1. El término «información» en la lengua española y el verbo «informar» en el Tesoro de Covarrubias. Acepción ontológica y acepción mundana del término.
La primera acepción del término en el Diccionario de la lengua española de la RAE{9} insiste, todavía en el siglo XXI, en introducirlo como «acción y efecto de informar». Independientemente de que dicha acepción se sitúe la primera y se dé siguiendo exclusivamente criterios filológicos –según los propios académicos–, posee la virtud, desde nuestro punto de vista, de subrayar en el significado del término aquellos aspectos suyos que lo hacen correlativo de un acto del que no puede evadirse, nombrando su desempeño y resultado. Si bien en principio esta definición parece introducirnos en un círculo vicioso, después descubriremos que podría estar ofreciéndonos una clave imprescindible a la hora de evitar la trampa que la comprensión dominante de la información nos tiende: ésta no tendría que ser sustancializada –como ocurre cuando hablamos de la información que contiene un disco óptico, o la información que transmite el nervio óptico, o también del «acceso universal y gratuito a la información»– sino que debe mantenerse referida al acto mismo de informar, a un acto pasajero que se toma su tiempo y que deja su correspondiente resultado: en ese caso, vuelve a ser posible hablar, junto a una pluralidad de actos, de una pluralidad de informaciones –cada una resultado de uno de ellos–, y no de una Información coextensiva –como idea– a la idea de mundo, una Información de la que simplemente se estuviesen recogiendo o señalando partes por medio del acto de informar.

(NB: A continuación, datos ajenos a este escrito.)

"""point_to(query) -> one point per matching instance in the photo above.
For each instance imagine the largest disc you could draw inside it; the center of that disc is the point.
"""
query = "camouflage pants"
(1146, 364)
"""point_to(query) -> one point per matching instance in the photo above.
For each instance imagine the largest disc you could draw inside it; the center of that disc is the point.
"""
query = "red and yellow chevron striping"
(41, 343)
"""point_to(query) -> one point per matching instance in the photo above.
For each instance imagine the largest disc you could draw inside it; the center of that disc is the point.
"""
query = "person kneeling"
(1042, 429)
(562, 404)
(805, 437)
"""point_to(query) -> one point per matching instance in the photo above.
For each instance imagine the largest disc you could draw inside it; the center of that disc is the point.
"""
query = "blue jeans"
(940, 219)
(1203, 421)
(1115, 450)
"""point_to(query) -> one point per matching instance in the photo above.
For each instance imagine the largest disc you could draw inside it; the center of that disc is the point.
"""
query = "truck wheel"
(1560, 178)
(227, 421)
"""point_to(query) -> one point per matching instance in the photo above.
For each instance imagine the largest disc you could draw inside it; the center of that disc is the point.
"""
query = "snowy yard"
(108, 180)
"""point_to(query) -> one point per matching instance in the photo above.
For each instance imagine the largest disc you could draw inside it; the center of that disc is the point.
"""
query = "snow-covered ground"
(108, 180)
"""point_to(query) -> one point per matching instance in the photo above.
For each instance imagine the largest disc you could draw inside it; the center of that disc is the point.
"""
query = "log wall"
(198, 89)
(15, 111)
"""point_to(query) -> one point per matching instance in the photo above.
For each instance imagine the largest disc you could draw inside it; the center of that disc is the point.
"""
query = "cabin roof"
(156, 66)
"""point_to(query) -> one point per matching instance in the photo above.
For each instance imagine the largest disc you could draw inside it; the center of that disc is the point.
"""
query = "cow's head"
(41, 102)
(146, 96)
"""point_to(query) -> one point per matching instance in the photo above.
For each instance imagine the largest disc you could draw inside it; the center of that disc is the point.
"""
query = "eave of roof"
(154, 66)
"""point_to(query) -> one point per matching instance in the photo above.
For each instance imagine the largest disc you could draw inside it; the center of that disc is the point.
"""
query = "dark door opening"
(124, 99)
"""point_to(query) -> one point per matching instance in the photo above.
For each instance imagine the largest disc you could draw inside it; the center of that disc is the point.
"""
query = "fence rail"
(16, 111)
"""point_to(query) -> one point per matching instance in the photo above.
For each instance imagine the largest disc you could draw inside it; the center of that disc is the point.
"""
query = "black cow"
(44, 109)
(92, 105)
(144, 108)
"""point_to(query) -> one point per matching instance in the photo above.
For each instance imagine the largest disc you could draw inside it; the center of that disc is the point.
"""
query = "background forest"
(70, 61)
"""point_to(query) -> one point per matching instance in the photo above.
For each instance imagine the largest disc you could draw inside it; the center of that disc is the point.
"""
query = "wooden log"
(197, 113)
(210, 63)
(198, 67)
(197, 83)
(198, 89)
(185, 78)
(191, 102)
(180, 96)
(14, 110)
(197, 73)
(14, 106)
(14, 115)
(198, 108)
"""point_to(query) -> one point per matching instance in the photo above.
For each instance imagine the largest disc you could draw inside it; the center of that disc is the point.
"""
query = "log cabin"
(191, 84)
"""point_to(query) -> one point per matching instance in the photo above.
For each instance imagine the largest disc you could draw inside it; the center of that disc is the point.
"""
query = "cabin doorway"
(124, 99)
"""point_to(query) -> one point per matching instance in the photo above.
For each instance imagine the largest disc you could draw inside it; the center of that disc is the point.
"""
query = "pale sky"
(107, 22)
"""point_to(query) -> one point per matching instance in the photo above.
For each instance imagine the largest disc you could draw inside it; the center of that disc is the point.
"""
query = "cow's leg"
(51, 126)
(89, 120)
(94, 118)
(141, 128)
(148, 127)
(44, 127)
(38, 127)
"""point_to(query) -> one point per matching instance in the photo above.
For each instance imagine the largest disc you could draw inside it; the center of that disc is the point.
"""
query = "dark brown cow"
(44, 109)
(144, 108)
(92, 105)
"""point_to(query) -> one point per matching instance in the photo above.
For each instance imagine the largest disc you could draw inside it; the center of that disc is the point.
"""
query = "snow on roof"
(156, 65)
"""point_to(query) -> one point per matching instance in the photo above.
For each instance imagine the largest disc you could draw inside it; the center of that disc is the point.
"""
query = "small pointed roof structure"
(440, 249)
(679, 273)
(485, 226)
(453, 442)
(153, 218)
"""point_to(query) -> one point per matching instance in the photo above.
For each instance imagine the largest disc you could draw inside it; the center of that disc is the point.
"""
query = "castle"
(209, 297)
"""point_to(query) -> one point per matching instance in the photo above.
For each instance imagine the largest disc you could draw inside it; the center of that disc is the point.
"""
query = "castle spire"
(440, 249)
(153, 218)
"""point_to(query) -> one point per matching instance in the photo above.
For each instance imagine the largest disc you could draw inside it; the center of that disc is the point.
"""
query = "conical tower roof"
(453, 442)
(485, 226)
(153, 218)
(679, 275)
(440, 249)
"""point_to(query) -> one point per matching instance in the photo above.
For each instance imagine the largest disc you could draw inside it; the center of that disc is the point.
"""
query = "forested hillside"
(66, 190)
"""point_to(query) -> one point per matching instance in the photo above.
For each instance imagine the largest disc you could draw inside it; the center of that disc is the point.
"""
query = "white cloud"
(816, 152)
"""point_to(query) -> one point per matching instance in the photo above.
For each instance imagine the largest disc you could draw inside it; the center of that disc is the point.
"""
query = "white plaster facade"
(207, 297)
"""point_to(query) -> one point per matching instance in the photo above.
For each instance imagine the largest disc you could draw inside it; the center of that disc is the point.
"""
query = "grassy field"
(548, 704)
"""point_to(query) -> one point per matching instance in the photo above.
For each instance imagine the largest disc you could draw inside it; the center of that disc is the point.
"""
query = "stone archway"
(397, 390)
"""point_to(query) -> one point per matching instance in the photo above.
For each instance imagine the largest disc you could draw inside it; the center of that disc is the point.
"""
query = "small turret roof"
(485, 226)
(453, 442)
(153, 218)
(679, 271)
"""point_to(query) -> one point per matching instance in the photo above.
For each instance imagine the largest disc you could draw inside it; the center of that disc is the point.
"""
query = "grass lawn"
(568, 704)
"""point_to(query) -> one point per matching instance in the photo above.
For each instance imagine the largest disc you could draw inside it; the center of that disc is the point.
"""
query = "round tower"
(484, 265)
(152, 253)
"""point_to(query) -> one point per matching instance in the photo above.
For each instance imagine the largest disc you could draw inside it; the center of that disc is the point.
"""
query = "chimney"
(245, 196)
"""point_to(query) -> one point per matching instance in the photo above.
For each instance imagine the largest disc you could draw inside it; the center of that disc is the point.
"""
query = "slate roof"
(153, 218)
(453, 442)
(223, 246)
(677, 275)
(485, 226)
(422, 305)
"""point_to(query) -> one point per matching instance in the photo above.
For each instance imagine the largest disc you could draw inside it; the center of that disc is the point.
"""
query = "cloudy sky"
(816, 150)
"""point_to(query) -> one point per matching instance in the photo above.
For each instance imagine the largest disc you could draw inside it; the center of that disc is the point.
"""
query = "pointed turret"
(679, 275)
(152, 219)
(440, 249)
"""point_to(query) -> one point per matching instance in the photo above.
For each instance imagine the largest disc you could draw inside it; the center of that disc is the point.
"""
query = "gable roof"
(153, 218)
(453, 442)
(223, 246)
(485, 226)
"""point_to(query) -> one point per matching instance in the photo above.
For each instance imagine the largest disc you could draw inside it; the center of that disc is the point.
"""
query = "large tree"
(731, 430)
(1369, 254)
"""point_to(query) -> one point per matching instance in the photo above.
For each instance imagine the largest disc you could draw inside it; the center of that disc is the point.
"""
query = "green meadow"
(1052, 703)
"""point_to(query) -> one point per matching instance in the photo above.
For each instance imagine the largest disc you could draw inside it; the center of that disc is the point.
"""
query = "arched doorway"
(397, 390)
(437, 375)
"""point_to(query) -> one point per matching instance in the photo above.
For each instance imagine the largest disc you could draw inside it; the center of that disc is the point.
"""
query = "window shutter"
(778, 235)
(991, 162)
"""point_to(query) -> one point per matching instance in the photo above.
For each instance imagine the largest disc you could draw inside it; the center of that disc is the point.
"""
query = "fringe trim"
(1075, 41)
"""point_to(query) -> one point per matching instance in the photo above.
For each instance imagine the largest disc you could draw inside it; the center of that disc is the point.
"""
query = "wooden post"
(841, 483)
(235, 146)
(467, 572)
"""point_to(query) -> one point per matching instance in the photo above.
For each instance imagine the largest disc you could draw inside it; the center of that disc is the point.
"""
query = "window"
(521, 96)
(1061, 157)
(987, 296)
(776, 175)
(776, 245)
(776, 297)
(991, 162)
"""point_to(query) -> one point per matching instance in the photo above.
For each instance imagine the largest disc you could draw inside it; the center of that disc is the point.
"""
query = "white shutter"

Justamente en lo que dejemos el término al margen de sus nuevas acepciones de «datos en un sistema informático» o «capacidad de una secuencia genética para…», este primer sentido suyo –»acción y efecto…»– podrá valer también como pivote de los siguientes, reuniéndolos en torno suyo en la unidad de una equivocidad por analogía –por oposición a la equivocidad total– que da cuenta de la polisemia.
A pesar de que un retorno a la etimología latina del término puede ser muy provechoso, aquí nos encontramos con que el asentamiento de éste en la lengua española moderna y en los orígenes del romance castellano se debió, principalmente, a su uso recto por parte de juristas, religiosos y otras personas de letras (latinas) que, con toda probabilidad, decantaron el término castellano directamente desde un latín medieval y eclesiástico que ellos mismos manejaban con soltura: su etimología llevaría a un plano sincrónico, y no tanto hasta la Antigüedad. Con el término «información» habría pasado algo semejante a lo que ocurrió con el adjetivo «transcendental»: de oírse, de boca de teólogos y conocedores de la doctrina católica, que «el pecado de Adán y Eva es transcendental [transciende a todos sus descendientes]», se habría pasado a decir que «el descubrimiento de los gérmenes fue transcendental para la constitución de la Medicina moderna». Lo que sí dejamos pendiente por falta de tiempo y alcance, y a sabiendas de su relevancia, es el examen de la hipótesis de que en la misma composición del término hay ya una referencia a la distinción filosófica entre materia y forma, tal como los teólogos de la Iglesia –ante todo, Tomás de Aquino — la habrían recuperado y se la habrían apropiado a partir de Aristóteles.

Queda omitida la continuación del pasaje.